I make it through the gates and the bars to my patient’s bedside. The caretaker turned off the television when he heard my heels tapping on the hardwood hallway floor. My patient is breathing at a rate of sixty a minute. Normal is sixteen. His skin is blue. His eyes dart up to the ceiling and then back to the wall in front of him. I take the remote out of the caretaker’s hand and turn on my patient’s favorite XM music channel. Big band music beats into our heads. I place drops of morphine and Ativan on the insides of his mouth. The rate of his respirations decrease.
“I’m sorry you were placed here,” I tell him. “I didn’t know…I didn’t know.”
He closes his eyes. I hold his hand.
Her black eyes spinning in their sockets, the facility’s administrator enters, sweating under her arms like a pig desperate for a trough. She was pretty when I first met her, this morning she has become butt-ugly beyond words.
“Why are you giving him those drugs?” she screams. “You kill him.”

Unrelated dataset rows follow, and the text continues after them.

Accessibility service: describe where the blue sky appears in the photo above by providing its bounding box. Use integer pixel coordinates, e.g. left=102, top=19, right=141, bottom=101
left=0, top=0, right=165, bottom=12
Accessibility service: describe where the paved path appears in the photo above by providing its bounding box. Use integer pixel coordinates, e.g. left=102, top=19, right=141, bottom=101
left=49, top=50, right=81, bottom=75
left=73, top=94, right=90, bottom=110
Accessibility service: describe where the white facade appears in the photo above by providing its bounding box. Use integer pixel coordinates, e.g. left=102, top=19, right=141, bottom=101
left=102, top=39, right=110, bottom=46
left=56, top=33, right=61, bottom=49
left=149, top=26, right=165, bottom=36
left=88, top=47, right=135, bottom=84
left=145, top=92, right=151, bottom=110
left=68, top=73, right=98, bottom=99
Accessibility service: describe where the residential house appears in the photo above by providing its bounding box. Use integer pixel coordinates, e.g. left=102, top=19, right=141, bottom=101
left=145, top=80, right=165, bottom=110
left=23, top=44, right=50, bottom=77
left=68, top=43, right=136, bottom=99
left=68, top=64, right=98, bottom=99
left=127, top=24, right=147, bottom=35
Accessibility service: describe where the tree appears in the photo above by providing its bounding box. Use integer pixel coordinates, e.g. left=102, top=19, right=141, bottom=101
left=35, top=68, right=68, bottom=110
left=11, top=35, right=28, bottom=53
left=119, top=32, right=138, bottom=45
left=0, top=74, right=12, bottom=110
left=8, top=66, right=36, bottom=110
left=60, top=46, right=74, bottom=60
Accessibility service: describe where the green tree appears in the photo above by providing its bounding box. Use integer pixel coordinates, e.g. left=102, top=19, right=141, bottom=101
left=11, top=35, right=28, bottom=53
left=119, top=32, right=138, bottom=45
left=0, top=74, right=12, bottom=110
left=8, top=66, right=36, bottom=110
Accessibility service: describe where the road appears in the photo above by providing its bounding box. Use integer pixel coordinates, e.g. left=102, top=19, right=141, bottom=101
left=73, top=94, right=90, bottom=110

“Let’s have this conversation in the hall,” I answer.
“You the terrible person…the terrible nurse. I do not respect you. You trying to kill the old man.”
“Let’s take it outside.”
My patient opens his eyes. He begins to cry. I squeeze his hand tighter. I leave. The administrator follows me, chanting that I am “the killer one,” followed by her accusations of my having abused her staff after I “broke” into the facility on Monday. You can hear her screeches in the hills of Pasadena.
“He’s dying,” I say. “You do understand that?”
She rants for a good five minutes about the quality of the diapers the agency supplies.
“No matter what you think of the diapers, he’s dying. He’s dying because one of your employees forced food into his mouth when he couldn’t swallow it.”
“You can’t go in his room,” she says. “You can’t touch him.”
“At this moment, I’m the one with the license and the training. If you block me from seeing my patient, you are breaking the law.”
I arrange for continuous nursing care until my patient dies. The administrator stands in front of my patient’s door. Her arms are folded. She stares at the floor. I sit quietly in the living room until the shift nurse arrives. I explain the situation to her. The administrator leaves. I go into my patient’s room to say good-bye. Breathing at a rate of twelve morphine induced breaths a minute, he is sleeping, smiling for the first time since he arrived at this gated palace of compassion. I kiss his forehead and leave. My patient dies the next morning before dawn.
The following Monday, I tell the hospice’s manager I am going to report the board and care for elder abuse.
“Do what you think is right,” she says.
“You with me on this?” I ask. “Can you give me the number for Adult Protective Services?”
She fingers a paperweight on her desk. In its center is a goldfish, whose eyes hold the same terrified look my patient’s did when he fought to breathe.
“I don’t know the number,” she says.
We both look out her window to the traffic on Olympic.
The next day, the gospel nurse cuts my time from three days a week to one. And the one is a maybe. The agency on Sunset offers me a case. Two ten hour shifts a week. An assisted living facility in Toluca Lake, where several of my hospice patients roomed, offers me a part-time job. A fifteen minute drive from my apartment, it pays top dollar. No more one hundred and twenty-five dollars a week for gas. I quit the hospice.
For a day–an entire twenty-four hours–I am weightless and free as the air in Los Angeles teases me with its touch.
I wake up in the morning to the odor of rank kitty litter.